Adds a set of columns from one dataset to another
Category: Data Transformation / Manipulation
Applies to: Machine Learning Studio
This content pertains only to Studio. Similar drag and drop modules have been added to the visual interface in Machine Learning service. Learn more in this article comparing the two versions.
This article describes how to use the Add Columns module in Azure Machine Learning Studio to concatenate two datasets.
You combine all columns from the two datasets that you specify as inputs to create a single dataset. If you need to concatenate more than two datasets, use several instances of Add Columns.
When combining two datasets that contain a different number of rows, we recommend using the Join Data module, which supports outer joins on a common key column.
How to configure Add Columns
Add the Add Columns module to your experiment.
Connect the two datasets that you want to concatenate.

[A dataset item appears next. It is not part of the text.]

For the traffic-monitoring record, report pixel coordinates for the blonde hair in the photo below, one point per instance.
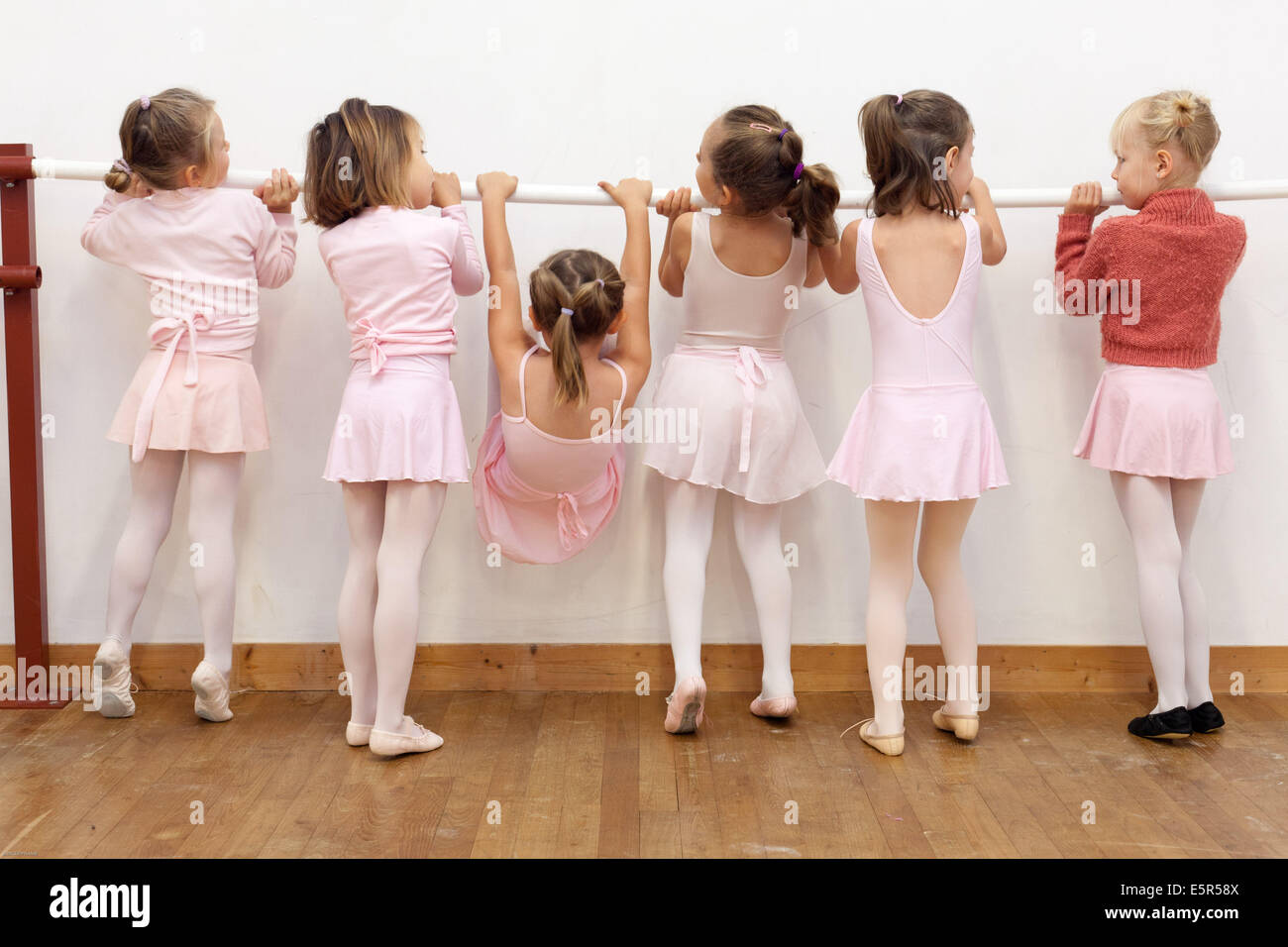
(576, 295)
(1176, 118)
(161, 141)
(357, 158)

If you want to combine more than two datasets, you can chain together several combinations of Add Columns.
It is possible to combine two columns that have a different number of rows. The output dataset is padded with missing values for each row in the smaller source column.

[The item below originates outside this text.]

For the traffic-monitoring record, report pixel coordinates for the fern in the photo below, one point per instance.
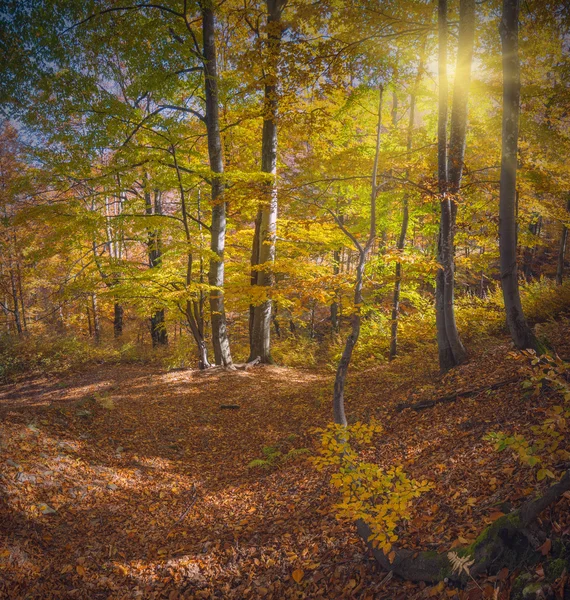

You cannot choose individual columns to add. All the columns from each dataset are concatenated when you use Add Columns. Therefore, if you want to add only a subset of the columns, use Select Columns in Dataset to create a dataset with the columns you want.
Run the experiment.
After the experiment has run:
- To see the first rows of the new dataset, right-click the output of Add Columns and select Visualize.
- To save and name the concatenated dataset, right-click the output and select Save as Dataset .

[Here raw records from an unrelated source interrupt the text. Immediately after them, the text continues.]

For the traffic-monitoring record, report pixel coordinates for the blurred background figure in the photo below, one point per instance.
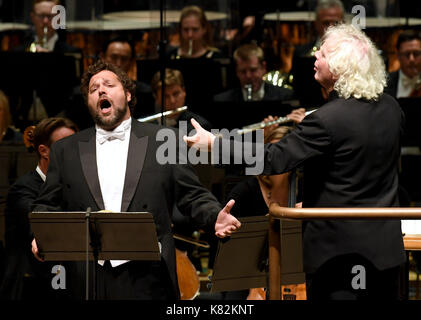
(250, 68)
(26, 278)
(328, 13)
(175, 97)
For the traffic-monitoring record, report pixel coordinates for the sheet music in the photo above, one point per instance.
(411, 226)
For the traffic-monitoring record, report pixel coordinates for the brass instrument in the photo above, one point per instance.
(165, 114)
(279, 79)
(190, 51)
(262, 124)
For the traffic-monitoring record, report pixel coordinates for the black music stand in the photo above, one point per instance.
(48, 76)
(241, 261)
(92, 236)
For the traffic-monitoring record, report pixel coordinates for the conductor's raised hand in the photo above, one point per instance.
(202, 140)
(226, 223)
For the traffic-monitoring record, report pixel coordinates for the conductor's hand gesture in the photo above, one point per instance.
(203, 140)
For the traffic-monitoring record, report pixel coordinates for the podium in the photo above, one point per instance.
(92, 236)
(120, 236)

The number of columns in the new dataset equals the sum of the columns of both input datasets.
If there are two columns with the same name in the input datasets, a numeric suffix is added to the name of the column from the dataset used in the right input column. For example, if there are two instances of a column named TargetOutcome, the right column would be renamed TargetOutcome (1).
For examples of how Add Columns is used in an experiment, see the Azure AI Gallery:
Customer relationship prediction: A column that contains labels is combined with a feature dataset.
|Left dataset||Data Table||Left dataset|
|Right dataset||Data Table||Right dataset|
|Combined dataset||Data Table||Combined dataset|
|Error 0003||An exception occurs if one or more input datasets is null or empty.|
|Error 0017||An exception occurs if one or more specified columns has a type that is unsupported by the current module.|
For a list of errors specific to Studio modules, see Machine Learning Error codes.
For a list of API exceptions, see Machine Learning REST API Error Codes.